Restorative yoga is all about being gentle, supportive, and therapeutic. At its heart, it's a practice of passive healing, meaning you allow your body to relax deeply rather than actively working your muscles. This style is known for activating your parasympathetic nervous system, often called the "rest and digest" system.

Why Should You Do Restorative Yoga?

By encouraging longer holds in poses (asanas) and deep breathing, it helps trigger your body's natural relaxation response, which can slow breathing, lower blood pressure, and create a sense of calm and well-being.

Restorative yoga uses props like bolsters, blocks, or folded blankets to make poses gentler and more supportive, though you can do them without props too. You'll generally hold these poses for at least 5 minutes, and often much longer if comfortable (some people hold them for 20 minutes or more). The focus is always on comfort and deep relaxation, allowing your body to release tension naturally.

Restorative Yoga Poses To Try

Restorative yoga is a passive, meditative form of yoga that emphasizes deep breathing and releasing physical tension. Unlike active yoga styles, you hold poses for extended periods, typically 5 minutes or more. It often uses props like blankets, blocks, or bolsters to support your body, allowing for deeper relaxation and comfort in each pose. This gentle practice is generally considered safe for most people. If you have any health concerns, it's always wise to talk to your doctor or physical therapist before starting restorative yoga.

Child's Pose

This pose helps calm stress and tiredness. It gently stretches your spine, hips, and shoulders. To do it, kneel with your buttocks on your heels, then lean forward, resting your torso between your thighs. Extend your arms forward or alongside your body. You can use cushions for support. Stay for up to 5 minutes, breathing deeply.

Supported Reclined Bound Angle Pose

This pose opens hips and calms your nervous system, deeply relaxing your body and mind. It's great for stress, anxiety, and menstrual comfort, offering a gentle inner thigh stretch. Lie back on a bolster with supported knees, breathing deeply for 10-20 minutes of serene release.

Supported Supine Spinal Twist

This gentle twist releases spine and lower back tension, while calming your nervous system. Props let your body fully relax into the twist, soothing abdominal organs and aiding digestion. It's perfect for unwinding after a long day or before sleep. Hold for 5-10 minutes per side.

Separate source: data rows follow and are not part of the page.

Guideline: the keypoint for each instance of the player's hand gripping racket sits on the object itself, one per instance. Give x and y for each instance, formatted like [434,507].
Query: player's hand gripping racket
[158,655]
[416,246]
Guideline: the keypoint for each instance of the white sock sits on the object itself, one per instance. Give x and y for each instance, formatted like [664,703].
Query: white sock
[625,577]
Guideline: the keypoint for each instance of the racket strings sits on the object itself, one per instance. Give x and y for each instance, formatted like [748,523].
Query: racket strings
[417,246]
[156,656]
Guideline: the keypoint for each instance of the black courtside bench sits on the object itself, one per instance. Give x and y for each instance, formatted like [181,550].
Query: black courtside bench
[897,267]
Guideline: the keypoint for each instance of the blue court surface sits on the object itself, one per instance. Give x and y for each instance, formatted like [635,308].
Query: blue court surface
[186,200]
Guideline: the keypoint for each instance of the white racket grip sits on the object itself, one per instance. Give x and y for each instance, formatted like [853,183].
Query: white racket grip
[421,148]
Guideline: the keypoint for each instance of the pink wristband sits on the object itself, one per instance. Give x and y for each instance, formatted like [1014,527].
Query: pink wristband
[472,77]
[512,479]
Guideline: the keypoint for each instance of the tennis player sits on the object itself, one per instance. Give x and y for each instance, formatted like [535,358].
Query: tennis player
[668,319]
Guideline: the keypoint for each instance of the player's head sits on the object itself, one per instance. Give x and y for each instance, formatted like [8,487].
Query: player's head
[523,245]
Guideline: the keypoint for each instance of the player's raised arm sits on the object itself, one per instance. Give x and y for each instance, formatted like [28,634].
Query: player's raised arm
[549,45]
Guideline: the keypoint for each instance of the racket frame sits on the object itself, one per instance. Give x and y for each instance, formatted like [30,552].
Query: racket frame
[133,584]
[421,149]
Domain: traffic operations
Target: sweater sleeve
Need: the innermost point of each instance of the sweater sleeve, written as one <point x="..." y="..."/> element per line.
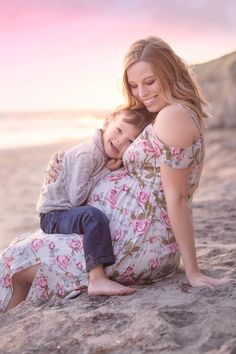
<point x="82" y="177"/>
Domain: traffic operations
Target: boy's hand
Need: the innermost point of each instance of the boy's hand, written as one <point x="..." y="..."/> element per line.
<point x="114" y="164"/>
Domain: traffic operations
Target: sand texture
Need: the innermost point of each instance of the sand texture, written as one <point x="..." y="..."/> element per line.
<point x="166" y="317"/>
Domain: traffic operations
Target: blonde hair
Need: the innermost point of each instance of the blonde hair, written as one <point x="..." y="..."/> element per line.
<point x="138" y="117"/>
<point x="177" y="80"/>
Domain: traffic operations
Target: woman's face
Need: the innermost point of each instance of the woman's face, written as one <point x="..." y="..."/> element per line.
<point x="145" y="86"/>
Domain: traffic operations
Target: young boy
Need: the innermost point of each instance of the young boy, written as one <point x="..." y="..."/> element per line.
<point x="60" y="203"/>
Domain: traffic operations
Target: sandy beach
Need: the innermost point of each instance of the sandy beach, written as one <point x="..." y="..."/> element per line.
<point x="166" y="317"/>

Supported Wide-Legged Forward Fold

This pose offers a gentle stretch for inner thighs and hamstrings, while deeply calming your mind. Props allow you to relax into the fold without strain, making it great for reducing stress and anxiety. It encourages quiet reflection and unwinding. Hold for 5-15 minutes, breathing smoothly.

Corpse Pose (Savasana)

This is a go-to pose for deep relaxation and easing stress. To do it, lie on your back with a folded blanket under your head and a bolster or blankets under your knees for support. Let your arms rest naturally at your sides, palms up. Stay for 10 minutes or more, breathing deeply and letting all your muscles relax.

Legs-Up-The-Wall Pose

This pose helps relieve tired legs and feet, gently stretches your hamstrings and neck, and can ease mild backache. Sit sideways against a wall, then swing your legs up the wall. Use a blanket for your head and optionally for lower back support. Rest your arms comfortably, breathe deeply, and relax your body for 10 minutes.